Search Enterprise supports multiple languages. You can configure other languages using the src/main/resources/alfresco/search/elasticsearch/config/locale
configuration file.
Note: Some supported languages require the installation of a plug-in and some Asian languages may also require installation of the ICU analysis plug-in Where there is a plug-in required, you must install it on every node in the cluster.

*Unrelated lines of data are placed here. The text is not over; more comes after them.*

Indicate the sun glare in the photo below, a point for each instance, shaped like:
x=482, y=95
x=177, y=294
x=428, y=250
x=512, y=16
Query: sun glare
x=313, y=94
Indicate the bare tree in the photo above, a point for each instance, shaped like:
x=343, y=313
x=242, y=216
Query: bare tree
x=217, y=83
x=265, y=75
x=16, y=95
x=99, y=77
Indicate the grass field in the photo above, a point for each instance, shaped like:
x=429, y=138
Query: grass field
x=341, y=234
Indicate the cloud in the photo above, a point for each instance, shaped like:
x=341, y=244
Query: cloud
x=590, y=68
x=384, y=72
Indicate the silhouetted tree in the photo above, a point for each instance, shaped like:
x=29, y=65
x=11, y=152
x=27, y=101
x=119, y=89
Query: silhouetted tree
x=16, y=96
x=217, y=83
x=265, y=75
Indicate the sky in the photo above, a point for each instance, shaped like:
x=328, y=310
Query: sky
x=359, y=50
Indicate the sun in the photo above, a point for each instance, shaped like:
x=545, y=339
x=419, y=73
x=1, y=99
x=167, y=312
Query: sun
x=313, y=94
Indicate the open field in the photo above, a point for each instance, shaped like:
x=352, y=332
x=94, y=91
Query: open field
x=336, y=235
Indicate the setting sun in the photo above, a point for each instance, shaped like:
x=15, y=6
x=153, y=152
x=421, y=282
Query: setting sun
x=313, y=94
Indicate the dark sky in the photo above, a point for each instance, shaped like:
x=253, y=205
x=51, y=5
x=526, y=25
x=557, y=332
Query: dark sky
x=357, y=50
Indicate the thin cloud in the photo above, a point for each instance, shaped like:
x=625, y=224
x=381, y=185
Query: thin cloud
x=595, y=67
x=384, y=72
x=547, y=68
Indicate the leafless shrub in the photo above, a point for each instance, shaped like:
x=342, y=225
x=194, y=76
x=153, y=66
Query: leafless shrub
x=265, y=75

The following languages are supported:
Language | Search Enterprise language | Plug-in required |
---|---|---|
fr | light_french | Not required |
de | light_german | Not required |
it | light_italian | Not required |
es | light_spanish | Not required |
nl | dutch | Not required |
pl | polish | Stempel Polish analysis plug-in. |
ja | japanese | Japanese (kuromoji) analysis plugin and ICU analysis plug-in. |
ru | russian | Not required |
pt | light_Portugese | Not required |
zh | simplified Chinese | Smart Chinese analysis plugin and ICU analysis plug-in. |
cs | czech | Not required |
da | danish | Not required |
sv | swedish | Not required |
fi | finnish | Not required |
nb | norwegian | Not required |
Add language
You must update the Content Services <TOMCAT_HOME>/shared/classes/alfresco-global.properties
configuration file to enable the language you want to use with Search Enterprise. For example to use French you must add -Delasticsearch.index.locale=fr
, and -Dfile.encoding=utf-8
.
Docker Compose
If you are installing Search Enterprise using a Docker Compose file you must instruct Alfresco that you are using another language in addition to English. For example, to use French you must add the following environment variable to the Alfresco service (alfresco
):
JAVA_OPTS: "
-Delasticsearch.index.locale=fr
"
You must also instruct Alfresco and Search Enterprise to use UTF-8
encoding. This applies to the Alfresco service as well as the Elasticsearch live-indexing and Full-indexing services:
JAVA_OPTS: "
-Dfile.encoding=utf-8
"
Custom configuration
To create a custom configuration you must create a JSON
file in the locale configuration directory: src/main/resources/alfresco/search/elasticsearch/config/locale
. The file must follow the naming convention of xx_locale.json
where xx
is the two character locale code. Use the following code example to create your own configuration file. In this case the example is for the French language.
{
"settings": {
"analysis": {
"analyzer": {
"locale_content": {
"type": "french"
},
"locale_text_index": {
"tokenizer": "whitespace",
"filter": [
"asciifolding",
"custom_word_delimiter_graph",
"lowercase",
"flatten_graph",
"french_stemmer_multiplexer"
]
},
"locale_text_query": {
"tokenizer": "whitespace",
"filter": [
"asciifolding",
"custom_word_delimiter_graph",
"lowercase",
"french_stemmer_multiplexer"
]
}
},
"filter": {
"french_stemmer": {
"type": "stemmer",
"language": "light_french"
},
"french_stemmer_multiplexer": {
"type": "multiplexer",
"filters": [ "french_stemmer" ]
}
}
}
}
}
The analysis
section contains three analyzers and any custom defined filters. Each analyzer section must contain at least one tokenizer. You can optionally include a number of filters which can then modify the tokens, for example to convert text to lowercase for the index. locale_content
is a symmetric content analyzer, which in this example is set to french
. locale_text_index
is an asymmetric text analyzer, which you set to use whitespace as the delimiter. It has several filters including a custom defined filter, in this instance its called french_stemmer_multiplexer
. The locale_text_query
section contains an asymmetric text query analyzer which is also set to use whitespace as the delimiter. It has several filters, including, in this case, one called french_stemmer_multiplexer
. The filter section contains any custom defined filters that are used by the analyzers. In this case the filter is called french_stemmer_multiplexer
.
Checking configuration
You can check your language configuration.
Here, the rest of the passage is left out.